Out of age and gender, which factor affects the survival of titanic passengers the most? Use 
the following dataset.

• s3://ai2-asta-workspaces/sampledata/titanic.csv


-----------------------------------------------------------------------------------------------

Step progress events have a unique treatment in the Asta UX, though they are simply mentioned in plaintext here.

>>> entering step >>> Checking for datasets
<<< exited step <<< Loaded 1 new dataset(s)
>>> entering step >>> Pre-processing request
<<< exited step <<< Pre-processing request
>>> entering step >>> Investigating

<dvtext> marks spans that will not be forwarded to the Asta UX, but is important to DV's internal reasoning.

==================================================
MagenticOneOrchestrator
<dvtext>
We are working to address the following REQUEST:

Question: Out of age and gender, which factor affects the survival of titanic passengers the 
most? Use the following dataset.

• s3://ai2-asta-workspaces/sampledata/titanic.csv

Python variable name for dataset: data_0
Dataset preview:
Dataset head:
PassengerId  Survived  Pclass  ...     Fare Cabin  Embarked
0            1         0       3  ...   7.2500   NaN         S
1            2         1       1  ...  71.2833   C85         C
2            3         1       3  ...   7.9250   NaN         S

Eventually the agent will finish with what we consider the answer to the user query which is annotated with <dvoutput>. The Asta UX picks up these tags to power specific UX behaviors.

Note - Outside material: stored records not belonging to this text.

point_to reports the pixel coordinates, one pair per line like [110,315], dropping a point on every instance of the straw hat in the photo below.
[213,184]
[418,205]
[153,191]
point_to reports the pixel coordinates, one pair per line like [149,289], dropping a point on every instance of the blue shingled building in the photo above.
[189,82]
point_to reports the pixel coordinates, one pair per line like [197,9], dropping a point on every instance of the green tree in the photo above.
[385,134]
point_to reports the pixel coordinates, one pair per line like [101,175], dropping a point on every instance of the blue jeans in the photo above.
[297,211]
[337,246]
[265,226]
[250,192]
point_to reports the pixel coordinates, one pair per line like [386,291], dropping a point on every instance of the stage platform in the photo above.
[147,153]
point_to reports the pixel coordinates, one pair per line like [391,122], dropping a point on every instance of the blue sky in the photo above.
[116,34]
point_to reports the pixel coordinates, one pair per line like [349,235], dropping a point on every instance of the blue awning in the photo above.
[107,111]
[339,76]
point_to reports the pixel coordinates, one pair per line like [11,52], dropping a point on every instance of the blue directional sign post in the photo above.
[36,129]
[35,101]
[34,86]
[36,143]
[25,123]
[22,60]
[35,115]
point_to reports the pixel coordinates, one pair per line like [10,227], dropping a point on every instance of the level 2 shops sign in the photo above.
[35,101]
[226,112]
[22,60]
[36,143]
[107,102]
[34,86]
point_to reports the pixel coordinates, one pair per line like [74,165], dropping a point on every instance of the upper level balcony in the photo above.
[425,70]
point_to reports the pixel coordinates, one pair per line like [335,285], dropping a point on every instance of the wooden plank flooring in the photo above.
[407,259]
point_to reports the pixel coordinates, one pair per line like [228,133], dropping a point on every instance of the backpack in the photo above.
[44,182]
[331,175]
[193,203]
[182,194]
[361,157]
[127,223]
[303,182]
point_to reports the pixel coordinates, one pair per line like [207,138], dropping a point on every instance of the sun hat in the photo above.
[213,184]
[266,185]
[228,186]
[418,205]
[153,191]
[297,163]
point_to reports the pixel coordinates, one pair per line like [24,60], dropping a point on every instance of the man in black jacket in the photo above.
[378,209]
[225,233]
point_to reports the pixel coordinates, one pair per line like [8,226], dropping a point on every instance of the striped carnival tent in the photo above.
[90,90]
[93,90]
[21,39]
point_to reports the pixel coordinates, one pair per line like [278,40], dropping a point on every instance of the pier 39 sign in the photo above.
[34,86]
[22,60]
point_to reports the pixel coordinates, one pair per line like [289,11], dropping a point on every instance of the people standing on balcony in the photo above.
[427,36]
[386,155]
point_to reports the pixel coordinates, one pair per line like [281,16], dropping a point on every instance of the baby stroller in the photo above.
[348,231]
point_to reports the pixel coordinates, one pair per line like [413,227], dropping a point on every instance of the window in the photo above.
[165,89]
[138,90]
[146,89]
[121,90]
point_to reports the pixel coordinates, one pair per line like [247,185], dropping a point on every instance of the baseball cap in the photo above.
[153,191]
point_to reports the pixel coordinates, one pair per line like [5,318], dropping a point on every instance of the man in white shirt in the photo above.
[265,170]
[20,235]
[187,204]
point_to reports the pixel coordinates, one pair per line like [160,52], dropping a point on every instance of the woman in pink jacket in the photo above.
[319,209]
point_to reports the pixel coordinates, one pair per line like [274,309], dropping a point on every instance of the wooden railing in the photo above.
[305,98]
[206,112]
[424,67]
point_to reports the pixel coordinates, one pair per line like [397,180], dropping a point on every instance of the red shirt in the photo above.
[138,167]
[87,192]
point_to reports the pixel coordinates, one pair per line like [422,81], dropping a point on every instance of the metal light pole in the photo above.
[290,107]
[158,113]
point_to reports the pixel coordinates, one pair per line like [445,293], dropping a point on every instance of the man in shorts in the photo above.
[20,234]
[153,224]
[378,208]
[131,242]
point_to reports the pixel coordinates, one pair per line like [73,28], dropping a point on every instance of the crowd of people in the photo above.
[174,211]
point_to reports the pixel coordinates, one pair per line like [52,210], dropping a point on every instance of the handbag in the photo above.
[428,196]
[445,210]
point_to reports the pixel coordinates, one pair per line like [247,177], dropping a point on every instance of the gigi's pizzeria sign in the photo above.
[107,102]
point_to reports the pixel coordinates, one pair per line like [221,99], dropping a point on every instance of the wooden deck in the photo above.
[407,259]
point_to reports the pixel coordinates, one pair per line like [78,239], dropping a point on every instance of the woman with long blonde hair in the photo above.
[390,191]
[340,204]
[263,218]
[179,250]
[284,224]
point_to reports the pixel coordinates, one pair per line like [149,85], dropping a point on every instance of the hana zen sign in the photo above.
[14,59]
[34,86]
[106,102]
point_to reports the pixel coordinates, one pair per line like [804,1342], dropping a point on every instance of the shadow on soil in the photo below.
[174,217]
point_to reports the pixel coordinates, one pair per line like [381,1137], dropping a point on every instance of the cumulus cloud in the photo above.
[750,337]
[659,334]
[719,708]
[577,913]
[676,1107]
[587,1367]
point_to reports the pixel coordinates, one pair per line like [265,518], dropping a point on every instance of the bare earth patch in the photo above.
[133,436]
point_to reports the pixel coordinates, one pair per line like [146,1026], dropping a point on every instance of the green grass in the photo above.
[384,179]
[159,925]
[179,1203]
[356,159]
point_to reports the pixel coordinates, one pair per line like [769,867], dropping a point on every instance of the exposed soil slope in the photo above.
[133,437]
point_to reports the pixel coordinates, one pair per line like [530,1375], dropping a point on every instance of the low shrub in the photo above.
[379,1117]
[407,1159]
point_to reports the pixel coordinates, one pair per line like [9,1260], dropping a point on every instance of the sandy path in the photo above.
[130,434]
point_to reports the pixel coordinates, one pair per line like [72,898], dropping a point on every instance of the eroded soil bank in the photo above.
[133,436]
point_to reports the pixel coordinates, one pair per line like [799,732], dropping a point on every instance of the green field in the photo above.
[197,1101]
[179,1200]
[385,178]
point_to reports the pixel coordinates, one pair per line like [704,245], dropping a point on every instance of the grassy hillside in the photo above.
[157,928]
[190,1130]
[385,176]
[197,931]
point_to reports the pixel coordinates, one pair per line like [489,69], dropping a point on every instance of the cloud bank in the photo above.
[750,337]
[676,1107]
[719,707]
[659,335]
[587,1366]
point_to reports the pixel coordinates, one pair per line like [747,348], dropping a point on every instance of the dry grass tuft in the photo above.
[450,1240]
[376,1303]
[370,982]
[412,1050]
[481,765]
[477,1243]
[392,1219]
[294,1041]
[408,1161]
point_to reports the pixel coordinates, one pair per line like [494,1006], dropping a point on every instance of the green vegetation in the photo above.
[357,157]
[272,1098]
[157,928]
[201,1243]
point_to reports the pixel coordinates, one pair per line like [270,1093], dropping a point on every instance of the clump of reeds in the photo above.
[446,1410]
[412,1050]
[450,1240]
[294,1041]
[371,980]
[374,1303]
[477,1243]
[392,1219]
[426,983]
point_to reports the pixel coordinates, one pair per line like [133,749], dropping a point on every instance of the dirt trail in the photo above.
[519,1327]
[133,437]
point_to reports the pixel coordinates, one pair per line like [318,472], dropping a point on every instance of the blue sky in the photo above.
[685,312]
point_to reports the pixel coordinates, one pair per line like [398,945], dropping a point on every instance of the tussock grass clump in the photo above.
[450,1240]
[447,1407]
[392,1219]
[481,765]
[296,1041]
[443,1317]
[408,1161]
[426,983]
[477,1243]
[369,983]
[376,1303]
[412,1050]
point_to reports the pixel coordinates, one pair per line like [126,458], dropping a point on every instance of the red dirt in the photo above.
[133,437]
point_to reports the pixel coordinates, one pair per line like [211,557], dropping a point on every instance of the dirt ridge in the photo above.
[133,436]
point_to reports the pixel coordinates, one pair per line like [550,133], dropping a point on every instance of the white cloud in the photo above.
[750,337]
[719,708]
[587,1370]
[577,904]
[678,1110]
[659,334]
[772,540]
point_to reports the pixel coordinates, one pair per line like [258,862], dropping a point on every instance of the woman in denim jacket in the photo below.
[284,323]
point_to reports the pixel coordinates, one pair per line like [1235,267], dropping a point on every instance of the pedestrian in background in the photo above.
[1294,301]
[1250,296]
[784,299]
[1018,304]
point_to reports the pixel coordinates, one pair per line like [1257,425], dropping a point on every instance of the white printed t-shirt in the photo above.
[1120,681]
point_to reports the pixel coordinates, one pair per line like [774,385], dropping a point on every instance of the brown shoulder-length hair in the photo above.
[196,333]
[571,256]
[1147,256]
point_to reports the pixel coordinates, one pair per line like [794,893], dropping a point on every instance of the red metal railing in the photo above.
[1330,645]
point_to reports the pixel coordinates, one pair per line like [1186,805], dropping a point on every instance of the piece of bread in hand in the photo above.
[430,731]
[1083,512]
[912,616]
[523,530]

<<< exited step <<< Investigation complete.

Asta: <dvoutput cell_id="10">
Based on the analysis of the Titanic dataset, the factor that has the most significant impact 
on passenger survival is gender. The logistic regression results indicate that being female, 
compared to being male, increases the odds of survival by approximately 1124.74%. In contrast, 
age has a negligible effect on the odds of survival, with the regression suggesting only a 
minor change of -0.47% per additional year. Thus, gender is the more impactful factor affecting
survival rates among Titanic passengers.
</dvoutput>

===============================================================================================
You: (enter two blank lines to submit)

Deployment

Make sure you have set up the necessary secrets in your environment, as described above. Set up the .env file so that underlying docker containers will have those secrets.

The modal app name is figured as f"dv-core.{ENV}". Here is the modal.com dashboard with all existing environments. The dv-core.rc environment is automatically updated with the code in the main branch via a github action, so long as they pass tests. Other environments must be updated manually. For example, to deploy to my own personal development deployment called dv-core.jasond

ENV=jasond make deploy

The prod modal environment dv-core.prod is the last stable version of this codebase and is depended upon by the asta.allen.ai asta environment for code stability. When it is time to release this codebase's main to the prod modal environment, run whatever automated and manual tests needed to gain confidence that the current version of code is good before deploying it. To deploy to the prod modal environment you can run the deploy command above locally (changing the ENV value), or you can use the deploy-prod github workflow (under the actions tab). The latter is preferred. Please note: your changes will not be reflected in the asta.allen.ai environment, unless your changes are in the prod modal environment.

Logs

Logs from the main DV process in modal are forwarded to GCP to the ai2-reviz project. They can be correlated with other activity there. See https://github.com/allenai/nora/wiki/Log-Filtering-and-Navigation

Remote File Sharing

Remote executions (Docker or Modal) use a shared FileShareSpec abstraction to declare which paths should exist inside the runtime. See docs/remote_file_sharing.md for the full guide.

Project details


Download files

Download the file for your platform. If you're not sure which to choose, learn more about installing packages.

Source Distribution

dv_core_asta-0.1.0.tar.gz (3.2 MB view details)

Uploaded Source

Built Distribution

If you're not sure about the file name format, learn more about wheel file names.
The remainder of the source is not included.